In an interview with the Electronic Intifada, Joudah said that her interrogator wanted her to name everyone she had been in contact with in Ramallah. “Basically they wanted me to give a list of every young Palestinian that I knew so that [the interrogator] could create a file of phone numbers to tap. And I wasn’t going to give him that, that’s just silly.”

On her second attempt, Joudah was again denied entry, at Ben Gurion Airport, and spent the night at the immigration detention center before being put on a plane back to Jordan.

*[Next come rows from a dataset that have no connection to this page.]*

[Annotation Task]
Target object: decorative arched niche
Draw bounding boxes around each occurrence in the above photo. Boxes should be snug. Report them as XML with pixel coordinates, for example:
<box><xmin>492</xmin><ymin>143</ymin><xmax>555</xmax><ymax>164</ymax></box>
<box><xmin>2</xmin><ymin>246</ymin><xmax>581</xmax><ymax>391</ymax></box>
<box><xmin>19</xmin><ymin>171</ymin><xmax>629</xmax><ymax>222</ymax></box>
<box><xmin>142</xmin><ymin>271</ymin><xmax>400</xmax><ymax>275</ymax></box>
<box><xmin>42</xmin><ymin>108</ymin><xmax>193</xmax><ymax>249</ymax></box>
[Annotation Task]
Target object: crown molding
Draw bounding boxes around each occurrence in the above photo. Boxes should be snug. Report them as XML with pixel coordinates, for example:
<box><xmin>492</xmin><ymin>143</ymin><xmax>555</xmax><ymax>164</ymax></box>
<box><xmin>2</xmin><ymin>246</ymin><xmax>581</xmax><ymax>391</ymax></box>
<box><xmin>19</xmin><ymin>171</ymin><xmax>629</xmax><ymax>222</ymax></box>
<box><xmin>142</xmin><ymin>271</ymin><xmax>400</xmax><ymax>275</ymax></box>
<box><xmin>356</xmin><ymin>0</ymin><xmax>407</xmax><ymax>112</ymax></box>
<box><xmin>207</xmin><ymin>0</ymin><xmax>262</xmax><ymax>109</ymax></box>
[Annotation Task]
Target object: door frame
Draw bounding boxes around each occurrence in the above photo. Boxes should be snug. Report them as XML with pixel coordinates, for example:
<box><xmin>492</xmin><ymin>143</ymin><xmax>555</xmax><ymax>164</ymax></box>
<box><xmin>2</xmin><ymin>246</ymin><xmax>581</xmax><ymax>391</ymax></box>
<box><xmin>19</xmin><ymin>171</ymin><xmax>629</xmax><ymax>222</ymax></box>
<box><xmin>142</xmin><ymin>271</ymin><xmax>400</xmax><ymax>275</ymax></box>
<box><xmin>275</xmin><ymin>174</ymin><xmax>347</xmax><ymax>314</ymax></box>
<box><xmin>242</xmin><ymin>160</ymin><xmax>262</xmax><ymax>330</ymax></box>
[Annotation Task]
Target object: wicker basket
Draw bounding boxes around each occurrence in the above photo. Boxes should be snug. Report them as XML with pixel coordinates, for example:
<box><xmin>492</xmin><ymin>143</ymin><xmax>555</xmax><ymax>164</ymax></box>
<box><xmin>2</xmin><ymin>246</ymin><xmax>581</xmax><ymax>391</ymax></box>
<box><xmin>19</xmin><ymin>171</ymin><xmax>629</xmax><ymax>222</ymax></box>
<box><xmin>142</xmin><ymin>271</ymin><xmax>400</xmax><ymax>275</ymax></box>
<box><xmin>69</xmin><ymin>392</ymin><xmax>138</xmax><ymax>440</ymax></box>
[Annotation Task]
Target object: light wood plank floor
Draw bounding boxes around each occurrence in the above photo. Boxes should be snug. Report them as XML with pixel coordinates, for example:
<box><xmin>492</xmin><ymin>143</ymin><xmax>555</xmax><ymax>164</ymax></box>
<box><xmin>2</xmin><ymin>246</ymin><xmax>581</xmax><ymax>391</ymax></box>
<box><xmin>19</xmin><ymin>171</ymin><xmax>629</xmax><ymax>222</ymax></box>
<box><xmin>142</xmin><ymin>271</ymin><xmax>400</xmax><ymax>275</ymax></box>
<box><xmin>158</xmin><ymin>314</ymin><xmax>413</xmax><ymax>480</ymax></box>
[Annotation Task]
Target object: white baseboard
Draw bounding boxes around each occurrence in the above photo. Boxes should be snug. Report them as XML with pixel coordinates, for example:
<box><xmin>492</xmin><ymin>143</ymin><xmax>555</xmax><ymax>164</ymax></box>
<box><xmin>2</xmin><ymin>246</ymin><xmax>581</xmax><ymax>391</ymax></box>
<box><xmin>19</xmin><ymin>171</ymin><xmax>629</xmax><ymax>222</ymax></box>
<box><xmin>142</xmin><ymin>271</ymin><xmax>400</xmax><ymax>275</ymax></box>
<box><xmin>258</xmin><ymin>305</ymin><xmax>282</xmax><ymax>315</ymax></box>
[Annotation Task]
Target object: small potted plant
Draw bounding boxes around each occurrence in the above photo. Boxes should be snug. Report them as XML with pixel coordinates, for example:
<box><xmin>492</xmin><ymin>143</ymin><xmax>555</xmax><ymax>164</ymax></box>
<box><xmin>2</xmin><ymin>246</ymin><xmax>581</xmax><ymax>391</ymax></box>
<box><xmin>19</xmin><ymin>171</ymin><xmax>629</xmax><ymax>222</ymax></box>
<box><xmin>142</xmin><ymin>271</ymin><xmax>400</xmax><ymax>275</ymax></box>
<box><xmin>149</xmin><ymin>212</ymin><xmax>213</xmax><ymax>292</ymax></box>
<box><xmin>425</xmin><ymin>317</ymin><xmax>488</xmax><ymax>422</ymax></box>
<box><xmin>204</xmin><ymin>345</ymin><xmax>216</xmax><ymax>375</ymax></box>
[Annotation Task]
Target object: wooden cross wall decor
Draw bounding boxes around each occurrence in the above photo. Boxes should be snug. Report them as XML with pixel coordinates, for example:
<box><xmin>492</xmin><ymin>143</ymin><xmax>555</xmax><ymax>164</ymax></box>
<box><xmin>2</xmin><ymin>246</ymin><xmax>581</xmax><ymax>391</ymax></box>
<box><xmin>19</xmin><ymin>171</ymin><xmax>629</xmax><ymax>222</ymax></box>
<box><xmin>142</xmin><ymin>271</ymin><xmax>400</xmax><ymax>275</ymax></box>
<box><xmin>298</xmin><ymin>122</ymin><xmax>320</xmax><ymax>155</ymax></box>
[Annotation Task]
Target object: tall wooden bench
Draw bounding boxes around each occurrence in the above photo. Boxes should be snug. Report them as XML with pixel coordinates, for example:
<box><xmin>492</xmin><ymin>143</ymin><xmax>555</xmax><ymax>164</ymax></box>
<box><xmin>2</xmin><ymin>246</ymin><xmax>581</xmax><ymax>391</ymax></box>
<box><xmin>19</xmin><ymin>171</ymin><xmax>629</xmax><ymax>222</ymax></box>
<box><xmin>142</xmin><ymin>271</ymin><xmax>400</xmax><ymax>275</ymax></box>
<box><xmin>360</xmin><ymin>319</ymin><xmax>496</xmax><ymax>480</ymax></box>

Her lawyer filed an emergency judicial hearing, which a judge flatly rejected. 

“What is odd about this is that there is no possible indication to hold Nour on security reasons,” Schaeffer said. “She’s just a schoolteacher.”

In addition to the “security risk” claims, in some cases Israeli authorities are quite explicit about denying entry visas to Palestinian holders of foreign passports simply due to their “Palestinian-ness.”

One woman, Reem Mansour, her pseudonym for this article, had applied for a work visa after she got a job with an international NGO in the West Bank in summer 2012. Although a US citizen, she was refused a visa and told that she had to leave the country by Aug. 31.

“The denial letter I was given was written in Hebrew and stated that they were refusing my work visa because I had family of the first degree in the territories and because my father was born in the country,” Mansour said. “My lawyer filed for an appeal, but I have yet to hear back from the ministry.”

According to the Right to Enter campaign, in 2010 the Israeli government announced that it would only issue work permits to foreign nationals working with 12 particular international NGOs, thus replacing work visas with tourist visas for all others.

“After international pressure, some arrangements have been made to allow foreign passport holders traveling frequently to the West Bank to receive 'PA only' visas, allowing them to enter the West Bank, but not East Jerusalem or Israel,” Sari Bashi explained.

The US State Department has objected to the “PA only visa” — whose stamp bears the name “Judea and Samaria” — declaring, “We have let the Government of Israel know that these restrictions unfairly impact Palestinian and Arab American travellers and are not acceptable.”

Because Israel is an occupying entity, it lacks sovereignty to deny foreign nationals — whether of Palestinian origin or not — entry to the occupied territories. With its restrictions nonetheless being commonplace, Israel’s dominance over the border crossings only serves to further entrench fragmentation and annexation of the territories and completely disregards freedom of movement as a right of everyone under international law.

Linah Alsaafin is a writer and editor based in the West Bank.